Tradisi ilmiah yang dilakukan Komisi Fatwa bersama LPPOM MUI ini mencerminkan sikap hati-hati (ihtiyat) dalam menetapkan kehalalan sebuah produk.
Dalam al-Quran kata halal banyak disebut tidak kurang dari dua puluh kali dalam surat yang berbeda.
Perintah secara tegas untuk mengkonsumsi (makan, minum, menggunakan dan memanfaatkan) barang halal antara lain disebutkan dalam Al-Qur’an surat Al-Baqarah ayat 168,
يَاأَيُّهَا النَّاسُ كُلُوا مِمَّا فِي الْأَرْضِ حَلَالًا طَيِّبًا وَلَا تَتَّبِعُوا خُطُوَاتِ الشَّيْطَانِ إِنَّهُ لَكُمْ عَدُوٌّ مُبِينٌ
“Hai sekalian manusia, makanlah yang halal lagi baik dari apa yang terdapat di bumi, dan janganlah kamu mengikuti langkah-langkah setan; karena sesungguhnya setan itu adalah musuh yang nyata bagimu”. (QS. Al-Baqarah [2]: 168)
Dalam hadis disebutkan,
يَأْتِي عَلَى النَّاسِ زَمَانٌ ، لاَ يُبَالِي المَرْءُ مَا أَخَذَ مِنْهُ ، أَمِنَ الحَلاَلِ أَمْ مِنَ الحَرَامِ
“Bakal datang kepada manusia suatu masa, di mana orang tiada peduli akan apa yang diambilnya; apakah dari yang halal ataukah dari yang haram. (HR. Bukhari dan Muslim).
Konon, Syaikh Idris bin al-Abbas bin
Utsman bin Syafi`, ayahanda Imam Syafi’i harus rela menerima “sangsi” hanya karena untuk meminta halalnya makanan yang terlanjur dimakan tanpa seijin pemiliknya.
Diceritakan juga, ada salah satu tokoh sufi terkemuka yang hidup pada generasi tabi’in. Ia suatu ketika tidak pernah lagi merasakan lagi nikmatnya ibadah dalam beberapa hari hanya karena suatu ketika pernah makan satu biji kurma yang masih belum jelas kehalalanya.
Menurut informasi dari salah satu santrinya, Mbah saya, KH. Hadiri bin Abdurrohman setiap bepergian tidak pernah makan di warung, karena katanya masih meragukan proses penyembelihan secara umum yang biasa dilakukan di pasar.
Penggalan beberapa penjelasan dan cerita diatas mengingatkan kita tentang pentingnya mengkonsumsi (makan, minum, menggunakan dan memanfaatkan) barang yang halal.
Kita yang dihadapkan dengan bermacam produk jenis makanan, obat-obatan, kosmetik, barang gunaan dll, harus selektif dan terjamin kehalalannya.
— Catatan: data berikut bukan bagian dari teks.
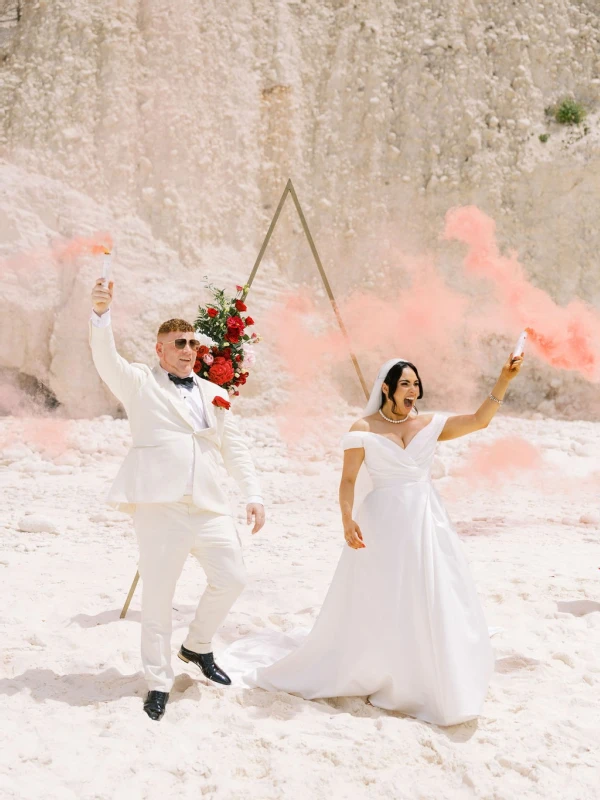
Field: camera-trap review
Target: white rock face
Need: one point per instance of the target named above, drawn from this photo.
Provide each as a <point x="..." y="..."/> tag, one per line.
<point x="175" y="128"/>
<point x="36" y="524"/>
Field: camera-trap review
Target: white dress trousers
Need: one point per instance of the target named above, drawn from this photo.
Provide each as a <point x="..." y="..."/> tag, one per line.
<point x="166" y="534"/>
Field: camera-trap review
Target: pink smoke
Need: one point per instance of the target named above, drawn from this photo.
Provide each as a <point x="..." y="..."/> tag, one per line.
<point x="500" y="462"/>
<point x="61" y="251"/>
<point x="565" y="337"/>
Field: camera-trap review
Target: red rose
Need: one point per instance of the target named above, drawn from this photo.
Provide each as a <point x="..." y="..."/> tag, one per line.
<point x="235" y="324"/>
<point x="221" y="371"/>
<point x="220" y="402"/>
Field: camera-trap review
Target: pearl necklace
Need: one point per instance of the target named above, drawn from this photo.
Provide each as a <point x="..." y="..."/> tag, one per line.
<point x="394" y="421"/>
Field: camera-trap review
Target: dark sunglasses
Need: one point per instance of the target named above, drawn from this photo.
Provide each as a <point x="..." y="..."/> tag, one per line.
<point x="181" y="343"/>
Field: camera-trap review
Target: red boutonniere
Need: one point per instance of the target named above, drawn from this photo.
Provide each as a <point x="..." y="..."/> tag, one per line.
<point x="220" y="402"/>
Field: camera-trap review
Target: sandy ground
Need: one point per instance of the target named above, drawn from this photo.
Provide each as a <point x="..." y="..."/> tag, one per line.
<point x="71" y="683"/>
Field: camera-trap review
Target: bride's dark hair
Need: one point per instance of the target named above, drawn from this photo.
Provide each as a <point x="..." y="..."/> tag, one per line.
<point x="391" y="381"/>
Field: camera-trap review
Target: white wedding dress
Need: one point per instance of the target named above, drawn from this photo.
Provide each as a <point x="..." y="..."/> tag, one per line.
<point x="401" y="623"/>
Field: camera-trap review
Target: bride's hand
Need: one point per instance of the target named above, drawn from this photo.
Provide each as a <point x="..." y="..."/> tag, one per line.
<point x="512" y="367"/>
<point x="353" y="536"/>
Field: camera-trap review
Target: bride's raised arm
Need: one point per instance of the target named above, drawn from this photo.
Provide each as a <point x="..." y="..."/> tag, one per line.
<point x="463" y="424"/>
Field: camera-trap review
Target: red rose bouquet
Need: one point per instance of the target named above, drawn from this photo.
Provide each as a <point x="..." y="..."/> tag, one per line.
<point x="227" y="350"/>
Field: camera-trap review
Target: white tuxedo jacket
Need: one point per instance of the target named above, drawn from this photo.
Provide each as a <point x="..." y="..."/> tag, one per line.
<point x="165" y="443"/>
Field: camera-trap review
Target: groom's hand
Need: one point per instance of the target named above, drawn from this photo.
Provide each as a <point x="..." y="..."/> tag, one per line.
<point x="256" y="511"/>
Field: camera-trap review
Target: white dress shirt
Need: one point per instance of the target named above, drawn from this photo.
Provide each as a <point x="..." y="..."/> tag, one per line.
<point x="191" y="396"/>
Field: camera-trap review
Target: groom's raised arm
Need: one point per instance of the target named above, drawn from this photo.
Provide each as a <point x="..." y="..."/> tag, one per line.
<point x="121" y="377"/>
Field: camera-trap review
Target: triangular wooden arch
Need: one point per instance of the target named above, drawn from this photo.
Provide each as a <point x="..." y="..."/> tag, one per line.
<point x="289" y="190"/>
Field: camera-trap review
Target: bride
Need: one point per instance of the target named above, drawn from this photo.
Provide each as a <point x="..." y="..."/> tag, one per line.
<point x="401" y="623"/>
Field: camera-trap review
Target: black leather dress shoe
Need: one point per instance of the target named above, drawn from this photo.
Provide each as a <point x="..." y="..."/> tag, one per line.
<point x="156" y="704"/>
<point x="206" y="662"/>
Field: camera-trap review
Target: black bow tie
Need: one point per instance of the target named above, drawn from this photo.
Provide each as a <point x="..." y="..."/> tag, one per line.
<point x="189" y="382"/>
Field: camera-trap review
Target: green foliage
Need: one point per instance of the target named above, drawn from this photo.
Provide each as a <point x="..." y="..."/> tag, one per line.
<point x="569" y="112"/>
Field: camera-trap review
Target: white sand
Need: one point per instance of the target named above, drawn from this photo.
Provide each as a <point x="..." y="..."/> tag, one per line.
<point x="72" y="688"/>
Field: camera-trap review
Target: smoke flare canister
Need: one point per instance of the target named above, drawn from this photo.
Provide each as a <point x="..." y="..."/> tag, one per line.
<point x="520" y="346"/>
<point x="106" y="265"/>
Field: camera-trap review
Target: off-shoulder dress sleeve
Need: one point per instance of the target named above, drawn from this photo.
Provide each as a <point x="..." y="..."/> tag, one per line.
<point x="353" y="440"/>
<point x="437" y="424"/>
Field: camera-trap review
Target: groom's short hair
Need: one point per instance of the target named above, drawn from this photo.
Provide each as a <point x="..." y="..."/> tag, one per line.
<point x="175" y="325"/>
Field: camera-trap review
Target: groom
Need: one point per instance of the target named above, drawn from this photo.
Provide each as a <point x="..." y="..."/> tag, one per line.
<point x="170" y="482"/>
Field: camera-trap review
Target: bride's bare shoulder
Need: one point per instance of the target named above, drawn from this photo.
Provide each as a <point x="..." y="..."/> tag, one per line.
<point x="360" y="425"/>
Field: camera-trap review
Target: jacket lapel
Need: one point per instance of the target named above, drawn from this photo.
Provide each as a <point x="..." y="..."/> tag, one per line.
<point x="170" y="391"/>
<point x="209" y="408"/>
Disinilah sebenarnya fungsi sertifikasi Halal MUI pada sebuah produk menjadi sesuatu yang penting.
Sebuah produk yang sudah berseritikat Halal MUI setelah ditetapkan dalam sidang Komisi Fatwa bersama LPPOM MUI, tidak hanya menghilangkan keraguan konsumen, tapi juga menambah kenyamanan dan tentu akan menambah keberkahan bagi pelaku usaha.
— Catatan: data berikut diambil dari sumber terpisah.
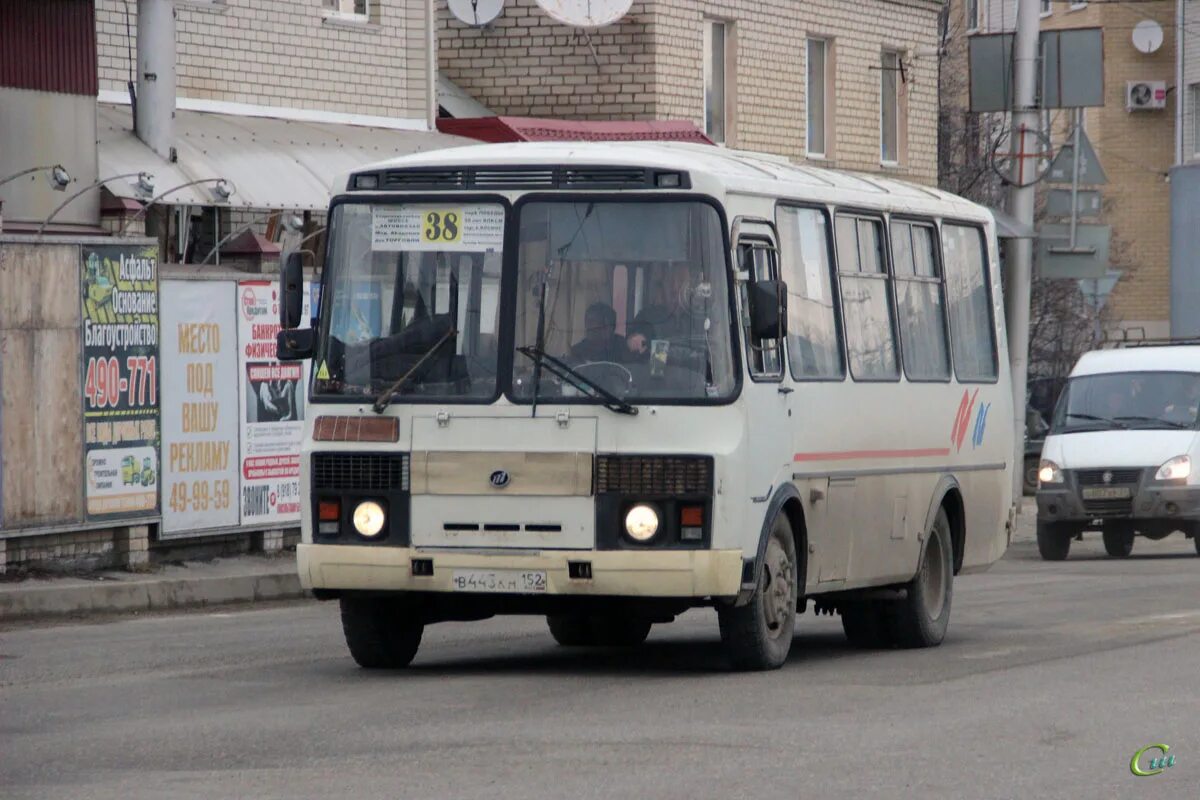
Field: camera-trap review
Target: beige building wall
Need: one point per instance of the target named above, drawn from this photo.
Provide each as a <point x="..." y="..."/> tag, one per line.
<point x="651" y="66"/>
<point x="286" y="53"/>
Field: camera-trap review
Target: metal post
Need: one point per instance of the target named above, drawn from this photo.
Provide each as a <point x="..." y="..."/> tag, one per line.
<point x="1020" y="205"/>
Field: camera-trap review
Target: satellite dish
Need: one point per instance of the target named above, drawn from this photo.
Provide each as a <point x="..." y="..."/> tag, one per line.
<point x="477" y="12"/>
<point x="586" y="13"/>
<point x="1147" y="36"/>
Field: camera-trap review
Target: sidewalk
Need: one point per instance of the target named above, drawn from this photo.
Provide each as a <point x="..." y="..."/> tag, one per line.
<point x="193" y="584"/>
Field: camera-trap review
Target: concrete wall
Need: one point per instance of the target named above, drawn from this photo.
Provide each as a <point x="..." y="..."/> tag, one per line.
<point x="286" y="53"/>
<point x="649" y="66"/>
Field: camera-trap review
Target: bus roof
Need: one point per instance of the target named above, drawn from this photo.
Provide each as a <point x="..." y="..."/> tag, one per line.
<point x="738" y="172"/>
<point x="1143" y="359"/>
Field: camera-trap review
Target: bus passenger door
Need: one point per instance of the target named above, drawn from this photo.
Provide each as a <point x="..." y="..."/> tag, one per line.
<point x="767" y="400"/>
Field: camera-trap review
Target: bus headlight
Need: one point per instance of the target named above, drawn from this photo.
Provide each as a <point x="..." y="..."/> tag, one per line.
<point x="642" y="523"/>
<point x="369" y="518"/>
<point x="1177" y="469"/>
<point x="1049" y="473"/>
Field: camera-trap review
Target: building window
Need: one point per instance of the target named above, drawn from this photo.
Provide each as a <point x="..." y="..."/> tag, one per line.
<point x="817" y="97"/>
<point x="889" y="108"/>
<point x="715" y="42"/>
<point x="1194" y="91"/>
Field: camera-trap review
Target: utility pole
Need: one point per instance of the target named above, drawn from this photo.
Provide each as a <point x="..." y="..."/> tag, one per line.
<point x="1019" y="262"/>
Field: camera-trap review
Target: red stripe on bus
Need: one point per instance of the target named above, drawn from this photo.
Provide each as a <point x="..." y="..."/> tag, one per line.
<point x="850" y="455"/>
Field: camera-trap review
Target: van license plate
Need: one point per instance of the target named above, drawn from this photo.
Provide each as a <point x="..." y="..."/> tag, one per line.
<point x="520" y="582"/>
<point x="1108" y="493"/>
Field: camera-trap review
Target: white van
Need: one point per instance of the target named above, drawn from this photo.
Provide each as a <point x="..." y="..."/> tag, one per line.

Lahirnya Undang-Undang Produk Halal No 33 Tahun 2014 yang mencakup pangan, obat, kosmetika, produk kimia, produk biologi, produk rekayasa gentik, dan barang gunaan yang wajib bersertifikat halal MUI, semakin menguatkan harapan bersama antara ulama dan pemerintah untuk menjadikan halal sebagai gaya hidup.
Sudah sangat banyak produk yang sudah disertifikasi halal MUI sejak keluar pertama kalinya sertifikat halal di tahun 1994. Sebagai gambaran data terakhir dari LPPOM MUI menunjukkan bahwa pada kurun waktu 2018-2020 berurutan setiap tahunnya jumlah produk yang mendapat sertifikat halal MUI Pusat sebanyak 138.837, 128.658 dan 217.263. Data ini belum termasuk sertifikasi halal MUI tingkat provinsi.
Produktifitas Komisi Fatwa MUI dalam menetapkan (istbat) halal sebuah produk bersama auditor LPPOM MUI–dan Lembaga lain–, merupakan contoh kongkrit dedikasi pengabdian MUI yang berfungsi sebagai pengayom masyarakat (himayatul ummah) dan sekaligus mitra pemerintah (shodiqul hukumah).